Good news: Cars might get more affordable soon
The U.S. auto market is always changing, as car companies try to make profits and customers decide when to buy new vehicles and when to walk away from the dealership. Just because the cost of car ownership has gone up by almost 50% in the past 10 years doesn’t mean that cars will stay unaffordable for everyone forever.
Recent data from Kelley Blue Book found that new cars got more affordable in October 2024. It looks at both prices and the time it will take to pay off an average car.
The average new car sold for $48,623 in October — that’s a lot of money, but Americans’ average wages have gone up, too. Kelley Blue Book says that the average American would need to work 37.4 weeks to pay off the average new car sale price. That’s better affordability than America has seen since August 2021.

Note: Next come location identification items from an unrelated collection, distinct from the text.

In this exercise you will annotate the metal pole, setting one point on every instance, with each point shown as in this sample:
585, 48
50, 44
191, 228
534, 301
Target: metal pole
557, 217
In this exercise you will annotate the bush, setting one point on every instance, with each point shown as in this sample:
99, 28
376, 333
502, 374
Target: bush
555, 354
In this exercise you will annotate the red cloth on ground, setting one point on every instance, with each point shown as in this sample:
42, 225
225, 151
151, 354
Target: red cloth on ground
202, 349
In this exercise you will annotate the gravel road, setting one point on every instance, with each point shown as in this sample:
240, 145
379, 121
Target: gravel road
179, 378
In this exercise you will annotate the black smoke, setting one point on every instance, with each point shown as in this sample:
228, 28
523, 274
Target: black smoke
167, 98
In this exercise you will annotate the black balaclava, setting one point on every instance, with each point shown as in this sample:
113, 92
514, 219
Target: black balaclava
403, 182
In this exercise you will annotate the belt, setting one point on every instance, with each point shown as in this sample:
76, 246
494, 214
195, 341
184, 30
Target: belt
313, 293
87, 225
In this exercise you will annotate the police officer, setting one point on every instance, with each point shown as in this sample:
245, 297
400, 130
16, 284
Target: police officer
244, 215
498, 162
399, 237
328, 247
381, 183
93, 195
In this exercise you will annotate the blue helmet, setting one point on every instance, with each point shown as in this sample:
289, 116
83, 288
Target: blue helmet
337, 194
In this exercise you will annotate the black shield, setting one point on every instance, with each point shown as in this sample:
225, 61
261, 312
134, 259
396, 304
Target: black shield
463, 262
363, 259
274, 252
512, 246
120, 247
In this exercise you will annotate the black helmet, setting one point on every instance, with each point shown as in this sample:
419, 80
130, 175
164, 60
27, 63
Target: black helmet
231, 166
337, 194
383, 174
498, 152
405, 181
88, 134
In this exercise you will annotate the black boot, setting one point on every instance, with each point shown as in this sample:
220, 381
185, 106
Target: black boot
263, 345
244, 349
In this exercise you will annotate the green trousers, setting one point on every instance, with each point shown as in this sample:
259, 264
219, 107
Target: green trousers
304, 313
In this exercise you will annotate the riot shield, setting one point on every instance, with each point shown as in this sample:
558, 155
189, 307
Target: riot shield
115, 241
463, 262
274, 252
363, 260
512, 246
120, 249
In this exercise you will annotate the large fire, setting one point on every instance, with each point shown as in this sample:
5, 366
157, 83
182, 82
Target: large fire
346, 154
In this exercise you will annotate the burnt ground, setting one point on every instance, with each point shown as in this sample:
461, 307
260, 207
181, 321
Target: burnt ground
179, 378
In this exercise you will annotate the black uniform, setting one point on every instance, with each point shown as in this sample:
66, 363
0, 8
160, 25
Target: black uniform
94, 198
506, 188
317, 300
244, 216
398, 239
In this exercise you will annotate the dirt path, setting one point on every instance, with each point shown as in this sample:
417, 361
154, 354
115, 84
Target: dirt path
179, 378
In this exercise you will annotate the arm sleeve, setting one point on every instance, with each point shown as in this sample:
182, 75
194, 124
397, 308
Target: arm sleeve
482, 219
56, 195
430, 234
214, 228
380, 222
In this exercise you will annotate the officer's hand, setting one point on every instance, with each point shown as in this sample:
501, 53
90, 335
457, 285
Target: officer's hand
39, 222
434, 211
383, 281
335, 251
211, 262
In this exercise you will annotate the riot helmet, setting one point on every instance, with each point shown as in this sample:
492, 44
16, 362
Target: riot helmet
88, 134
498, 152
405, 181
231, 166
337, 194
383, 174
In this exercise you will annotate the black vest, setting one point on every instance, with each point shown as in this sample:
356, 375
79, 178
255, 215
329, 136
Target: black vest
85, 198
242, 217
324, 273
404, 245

The U.S. auto market might be getting a little more customer-friendly, especially for drivers with a good credit score. That’s because auto loan rates might be coming down, too.
Fed rate cuts = cheaper auto loan rates
This September and November, the Federal Reserve announced rate cuts totaling 0.75%. These rate cuts will cause the interest rates on auto loans to go down. It might not happen immediately for every car buyer. But for people with good credit who are buying a newer vehicle, auto loan APRs might start to fall by the end of 2024 and into 2025.
Some of the best auto loans right now are offering 6% APR (or lower) for qualified borrowers. Anyone who wants to reduce their car ownership costs might want to start by improving their credit score. Better credit can help save hundreds of dollars per year, or thousands of dollars total, on the cost of a car loan.
Bottom line
Owning a car has gotten shockingly expensive for many Americans. But even though the sale price of new cars, the cost of gasoline, and some aspects of auto insurance rates are outside our control, drivers still have choices.
To cut car ownership costs, start by shopping around for better prices on car insurance. And to save money on auto loan interest for future car purchases, try to boost your credit score before you’re in the market for a new (or used) vehicle.